Dungeons and Spiders

Der dämonenbesessene Wachhund der Räuber ist schnell überwunden (manchmal schießt so ein Halbelf doch ganz gut) und selbst die schweinsgroßen Riesenspinnen tiefer im Gang sind dem spitzen Dolch der Grafentochter auf Dauer nicht gewachsen (Notiz an mich: Gegner schwerer machen!).

Aufgrund der fortgeschrittenen Zeit des Spielabends hatte ich den “Endgegner” kurzerhand rausgestrichen (die Dame schlief halt in ihrem unterirdischen Tümpel) und die Gefährten gleich über einen großen Troll stolpern lassen.

Dieser stellt sich aber als recht redselig und umgänglich heraus – aber auch nur, weil er den Bauernknaben als würdig für den Roten Turm erkennt. Aufgabe gelöst.

Schicksalspunkte

FATE hat sich in dieser Konstellation und Anwendung als hervorragendes (Wieder-)Einsteiger-System gezeigt. Beiden Spielern war das System vorher nicht bekannt – und doch haben sie sich problemlos in die Grundprinzipien reinfuchsen und gleich loslegen können.

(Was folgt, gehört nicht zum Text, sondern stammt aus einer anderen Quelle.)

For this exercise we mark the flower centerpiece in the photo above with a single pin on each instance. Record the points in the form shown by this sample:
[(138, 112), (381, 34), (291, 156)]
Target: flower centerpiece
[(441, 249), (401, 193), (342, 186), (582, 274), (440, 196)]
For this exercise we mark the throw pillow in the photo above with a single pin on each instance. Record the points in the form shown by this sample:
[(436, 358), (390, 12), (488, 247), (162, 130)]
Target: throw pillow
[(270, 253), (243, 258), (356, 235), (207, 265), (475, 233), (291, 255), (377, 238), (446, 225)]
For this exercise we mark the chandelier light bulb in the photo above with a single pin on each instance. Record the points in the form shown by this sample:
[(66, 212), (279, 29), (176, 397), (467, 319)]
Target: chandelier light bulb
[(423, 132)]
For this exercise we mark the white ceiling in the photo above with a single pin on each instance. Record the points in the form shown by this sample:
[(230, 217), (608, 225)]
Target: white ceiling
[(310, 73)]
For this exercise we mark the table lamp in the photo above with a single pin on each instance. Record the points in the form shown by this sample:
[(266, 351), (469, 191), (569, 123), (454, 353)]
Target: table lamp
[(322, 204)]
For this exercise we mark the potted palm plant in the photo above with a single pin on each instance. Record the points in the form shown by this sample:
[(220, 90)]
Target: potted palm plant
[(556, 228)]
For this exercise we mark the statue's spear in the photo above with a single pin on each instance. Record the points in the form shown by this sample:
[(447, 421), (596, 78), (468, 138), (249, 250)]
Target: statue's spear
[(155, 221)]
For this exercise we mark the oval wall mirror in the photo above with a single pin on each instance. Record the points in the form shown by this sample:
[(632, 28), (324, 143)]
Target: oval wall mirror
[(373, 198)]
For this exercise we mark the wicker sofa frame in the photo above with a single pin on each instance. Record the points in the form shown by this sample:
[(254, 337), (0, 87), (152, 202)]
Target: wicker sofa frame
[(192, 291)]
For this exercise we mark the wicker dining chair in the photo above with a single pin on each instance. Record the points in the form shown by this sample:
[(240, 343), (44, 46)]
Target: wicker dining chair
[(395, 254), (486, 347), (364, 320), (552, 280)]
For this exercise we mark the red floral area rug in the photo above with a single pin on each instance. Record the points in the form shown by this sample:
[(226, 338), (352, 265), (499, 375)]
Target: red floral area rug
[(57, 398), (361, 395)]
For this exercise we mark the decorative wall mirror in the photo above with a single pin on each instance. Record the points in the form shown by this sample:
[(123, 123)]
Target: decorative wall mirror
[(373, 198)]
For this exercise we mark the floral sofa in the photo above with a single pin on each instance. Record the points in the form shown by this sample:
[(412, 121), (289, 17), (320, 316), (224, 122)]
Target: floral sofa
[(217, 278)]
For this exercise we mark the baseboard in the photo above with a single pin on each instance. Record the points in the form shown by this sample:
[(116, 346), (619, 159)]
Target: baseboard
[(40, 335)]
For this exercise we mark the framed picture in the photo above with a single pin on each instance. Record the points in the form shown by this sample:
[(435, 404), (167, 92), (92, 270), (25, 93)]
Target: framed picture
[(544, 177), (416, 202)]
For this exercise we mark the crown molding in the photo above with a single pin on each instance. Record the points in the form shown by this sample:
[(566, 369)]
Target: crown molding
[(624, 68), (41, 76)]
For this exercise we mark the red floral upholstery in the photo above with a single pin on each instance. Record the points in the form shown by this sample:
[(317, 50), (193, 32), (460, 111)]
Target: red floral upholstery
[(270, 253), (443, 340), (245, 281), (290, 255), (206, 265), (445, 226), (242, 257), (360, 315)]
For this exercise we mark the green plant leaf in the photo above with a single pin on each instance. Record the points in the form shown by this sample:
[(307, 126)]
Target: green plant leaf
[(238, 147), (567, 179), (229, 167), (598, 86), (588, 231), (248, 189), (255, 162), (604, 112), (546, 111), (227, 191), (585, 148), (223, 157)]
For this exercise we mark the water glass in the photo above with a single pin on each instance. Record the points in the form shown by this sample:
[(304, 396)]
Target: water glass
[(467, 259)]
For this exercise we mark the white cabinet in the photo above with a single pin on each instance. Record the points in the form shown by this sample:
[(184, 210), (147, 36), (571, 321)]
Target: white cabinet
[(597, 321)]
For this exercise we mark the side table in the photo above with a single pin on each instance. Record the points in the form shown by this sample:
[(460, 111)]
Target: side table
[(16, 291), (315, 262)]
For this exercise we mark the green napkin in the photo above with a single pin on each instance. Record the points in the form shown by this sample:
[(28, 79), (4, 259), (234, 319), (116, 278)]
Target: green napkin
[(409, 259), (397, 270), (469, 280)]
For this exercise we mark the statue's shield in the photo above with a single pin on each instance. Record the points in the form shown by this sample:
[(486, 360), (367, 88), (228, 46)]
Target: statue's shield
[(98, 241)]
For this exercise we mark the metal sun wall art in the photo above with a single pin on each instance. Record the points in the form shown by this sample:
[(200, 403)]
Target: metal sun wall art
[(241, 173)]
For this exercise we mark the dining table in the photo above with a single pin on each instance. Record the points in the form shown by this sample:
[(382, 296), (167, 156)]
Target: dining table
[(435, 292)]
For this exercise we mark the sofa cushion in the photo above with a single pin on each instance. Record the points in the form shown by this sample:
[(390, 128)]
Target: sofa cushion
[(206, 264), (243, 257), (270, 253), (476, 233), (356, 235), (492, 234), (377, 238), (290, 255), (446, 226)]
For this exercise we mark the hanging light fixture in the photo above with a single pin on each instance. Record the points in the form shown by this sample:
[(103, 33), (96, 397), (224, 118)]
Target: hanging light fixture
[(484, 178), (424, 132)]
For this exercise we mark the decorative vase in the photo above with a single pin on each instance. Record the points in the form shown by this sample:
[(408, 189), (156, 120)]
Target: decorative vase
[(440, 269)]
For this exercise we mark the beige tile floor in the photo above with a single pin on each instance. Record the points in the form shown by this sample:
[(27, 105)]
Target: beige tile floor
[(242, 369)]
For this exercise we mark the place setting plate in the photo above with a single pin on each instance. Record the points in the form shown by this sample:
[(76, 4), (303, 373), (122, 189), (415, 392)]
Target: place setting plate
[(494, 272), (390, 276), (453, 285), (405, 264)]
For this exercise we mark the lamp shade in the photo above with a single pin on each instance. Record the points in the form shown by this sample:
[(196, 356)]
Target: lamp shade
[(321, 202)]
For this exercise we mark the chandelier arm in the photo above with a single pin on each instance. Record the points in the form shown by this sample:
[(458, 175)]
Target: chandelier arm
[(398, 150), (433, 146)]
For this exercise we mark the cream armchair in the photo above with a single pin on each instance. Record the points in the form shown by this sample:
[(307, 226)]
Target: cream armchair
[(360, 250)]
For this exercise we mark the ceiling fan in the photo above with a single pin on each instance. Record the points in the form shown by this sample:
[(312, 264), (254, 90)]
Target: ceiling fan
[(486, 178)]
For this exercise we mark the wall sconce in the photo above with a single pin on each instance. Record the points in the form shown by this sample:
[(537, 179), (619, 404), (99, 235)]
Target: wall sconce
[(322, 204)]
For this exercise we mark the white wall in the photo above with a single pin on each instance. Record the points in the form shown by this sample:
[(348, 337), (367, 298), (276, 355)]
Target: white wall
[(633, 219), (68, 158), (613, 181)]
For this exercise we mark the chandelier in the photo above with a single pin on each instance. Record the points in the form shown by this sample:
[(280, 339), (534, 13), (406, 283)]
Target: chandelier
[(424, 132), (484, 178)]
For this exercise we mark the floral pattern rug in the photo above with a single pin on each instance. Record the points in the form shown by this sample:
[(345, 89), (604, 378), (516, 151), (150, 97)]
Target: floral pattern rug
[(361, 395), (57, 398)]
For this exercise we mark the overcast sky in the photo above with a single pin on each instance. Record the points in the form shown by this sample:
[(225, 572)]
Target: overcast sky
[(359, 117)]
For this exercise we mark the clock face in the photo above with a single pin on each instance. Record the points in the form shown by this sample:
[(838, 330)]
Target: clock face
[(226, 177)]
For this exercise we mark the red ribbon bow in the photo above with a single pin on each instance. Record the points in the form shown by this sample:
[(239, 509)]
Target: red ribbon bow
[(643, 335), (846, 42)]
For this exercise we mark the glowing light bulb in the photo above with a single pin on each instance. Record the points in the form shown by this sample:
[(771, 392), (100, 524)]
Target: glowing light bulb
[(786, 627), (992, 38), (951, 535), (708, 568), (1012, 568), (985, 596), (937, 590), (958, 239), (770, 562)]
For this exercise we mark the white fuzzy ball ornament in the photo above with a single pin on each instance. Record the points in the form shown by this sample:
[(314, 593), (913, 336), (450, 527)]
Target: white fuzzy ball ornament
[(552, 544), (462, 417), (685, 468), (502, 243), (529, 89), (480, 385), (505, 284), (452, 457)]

Nun haben wir – und da schließe ich mich ausdrücklich ein – die Möglichkeiten des Systems noch lange nicht ausgeschöpft. Gerade ich als Spielleiter hätte den Aspekten deutlich mehr Beachtung schenken können. Zwei mal immerhin habe ich die Spieler damit zu Handlungen nötigen können, die entweder amüsant oder zielführend für die Handlung waren. Aber damit haben wir beim potentiellen Spielspaß, den Aspekte bieten, ja gerade mal an der Oberfläche gekratzt. Naja, man muss sich ja auch noch steigern können.

Weiter geht’s!

Die Gelegenheit dazu wird sich schon bald ergeben. Denn alsbald steht Sitzung Nummer zwei an.

Was erleben unsere Helden im Roten Turm? Wie finden sie aus dem tiefen Wald wieder hinaus? Können sie die alte Hulda aus den Klauen der Räuber befreien und das Kriminalitätsproblem des Königreichs Ustrien lindern? Wie fügen sich die drei neuen Helden ein, auf die sie im Roten Turm treffen werden? Oder kommt alles etwa ganz anders?

Fortsetzung folgt …

Kategorien: Rollenspiel

3 Kommentare

  1. Sehr empfehlenswert, da viel ausführlicher und … will sagen FATEiger, ist im Übrigen Rons Malmsturm-Spielbericht im Edieh-Blog: http://www.edieh.de/2011/08/07/testlauf-malmsturm/

  2. Danke für den Erfahrungsbericht. Ich werde selbst in 1,5 Wochen das erste Mal Malmsturm leiten und habe nun einen besseren Eindruck wie das ausgehen könnte. Ich bin auch mal ganz mutig und bereite nix vor, da ich den Spielern die Wahl des Settings überlassen will und ich die Chars eh noch nicht kenne. Die erstellen wir dann. Damit spielen wir nicht wirklich Malmsturm sondern eher Fate direkt, aber so groß ist der Unterschied ja nicht. Und ich trainiere meine Impro-Fähigkeiten.

  3. Freut uns zu hören das dich Malmsturm noch überzeugen konnte!